Taylor’s appearance is a dinosaur-bone of contention in the ape culture, which is beholden to the history and laws laid out in the ‘sacred scrolls,’ and as a possible missing link between Cornelius’s sacrilegious human ancestors and the gibbons strutting about with guns and brown plastic jackets, he finds himself on trial, with the apes looking to expose him as a Piltdown Man-style fraud. Visually, particularly as a film where ninety percent of the cast are under heavy make-up effects, Planet of the Apes is very much a movie of its time, but so are the heavy themes, coming as they do from a period when important social issues could often only be discussed under the subversive veil of science fiction.
There’s also a hierarchical racial structure between gorillas, orangutans and chimps, with their class roles pre-determined by their sub-species, although Heston’s crew are no 1960’s peace and love, one-world space brother beatniks themselves, with a weird moment where Taylor outright admits that the dead female crew member was basically on board solely to have a train run on her.

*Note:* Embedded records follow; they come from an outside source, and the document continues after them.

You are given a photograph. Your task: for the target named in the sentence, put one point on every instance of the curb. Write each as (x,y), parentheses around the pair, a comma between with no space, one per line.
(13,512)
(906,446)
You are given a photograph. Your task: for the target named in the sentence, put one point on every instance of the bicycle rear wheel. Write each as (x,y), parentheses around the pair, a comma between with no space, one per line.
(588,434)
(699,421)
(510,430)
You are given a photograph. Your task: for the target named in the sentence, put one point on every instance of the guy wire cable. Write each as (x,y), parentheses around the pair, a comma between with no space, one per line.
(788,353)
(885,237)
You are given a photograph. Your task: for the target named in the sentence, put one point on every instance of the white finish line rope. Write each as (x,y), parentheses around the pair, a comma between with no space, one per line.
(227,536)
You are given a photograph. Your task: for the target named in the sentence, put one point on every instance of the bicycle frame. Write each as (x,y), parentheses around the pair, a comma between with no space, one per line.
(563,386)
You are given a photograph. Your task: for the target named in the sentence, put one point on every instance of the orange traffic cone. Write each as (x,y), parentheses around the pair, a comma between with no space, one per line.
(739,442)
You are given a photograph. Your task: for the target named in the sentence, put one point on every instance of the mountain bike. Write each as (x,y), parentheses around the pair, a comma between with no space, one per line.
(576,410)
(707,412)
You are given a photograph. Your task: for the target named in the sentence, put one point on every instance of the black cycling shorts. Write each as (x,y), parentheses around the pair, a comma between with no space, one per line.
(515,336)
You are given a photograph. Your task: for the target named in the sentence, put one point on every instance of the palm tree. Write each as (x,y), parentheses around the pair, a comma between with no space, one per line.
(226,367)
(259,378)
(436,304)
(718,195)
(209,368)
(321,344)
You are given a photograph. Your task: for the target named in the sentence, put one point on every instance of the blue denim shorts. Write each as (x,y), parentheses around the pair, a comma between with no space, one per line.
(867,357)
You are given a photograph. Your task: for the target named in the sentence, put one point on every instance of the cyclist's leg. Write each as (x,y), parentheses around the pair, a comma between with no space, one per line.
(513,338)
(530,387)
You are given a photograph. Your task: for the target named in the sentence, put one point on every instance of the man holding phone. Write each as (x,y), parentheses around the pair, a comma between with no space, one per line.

As is often the case with this kind of retro, social issue-driven storytelling, it’s almost a cliché to point out that it could have been written yesterday, because it’s so timely as to where we’re at as a people right now. Zaius speaking of “certain young cynics…perverted scientists who advance an insidious theory called ‘Evolution’…” brings to mind the court cases debating – in the 21st century – whether evolution should be taught in schools. I’d come in expecting the hurling of plasticy rocks and oversized, to-the-balcony acting, and instead I got lines like “The almighty created Ape in his own image,” or Zaius quoting scripture in the face of literal fossil evidence and countering with the zinger that “There are theologists on my staff who would laugh at your speculation.” Establishment challenging scientist Cornelius’s question of “Why must knowledge stand still?” is something that should be printed on an obnoxiously massive bumper sticker and driven through those American states containing the 66% of people who still don’t believe in evolution.
Taylor’s earlier arrogance about both how, before encountering the apes, the three humans would be running the planet within six months, and that everything his companions knew back home would be gone, (“Time’s wiped out everything you knew. It’s all dust…”) is a powerful contrast with his fists pounding against the waves come the ending, which in context is more effective than the gotcha-twist it finds itself culturally abridged to. And it’s unfortunate that it is a film that’s been boiled down to that Statue of Liberty coda, because there’s so much more going on here, and weirdly, given these themes, it’s a movie that might struggle to get made at a major studio today, given the currently regressive, frustratingly controversial climate towards science from certain sides of the church and churchgoing public.
“Some apes, it seems, are more equal than others.”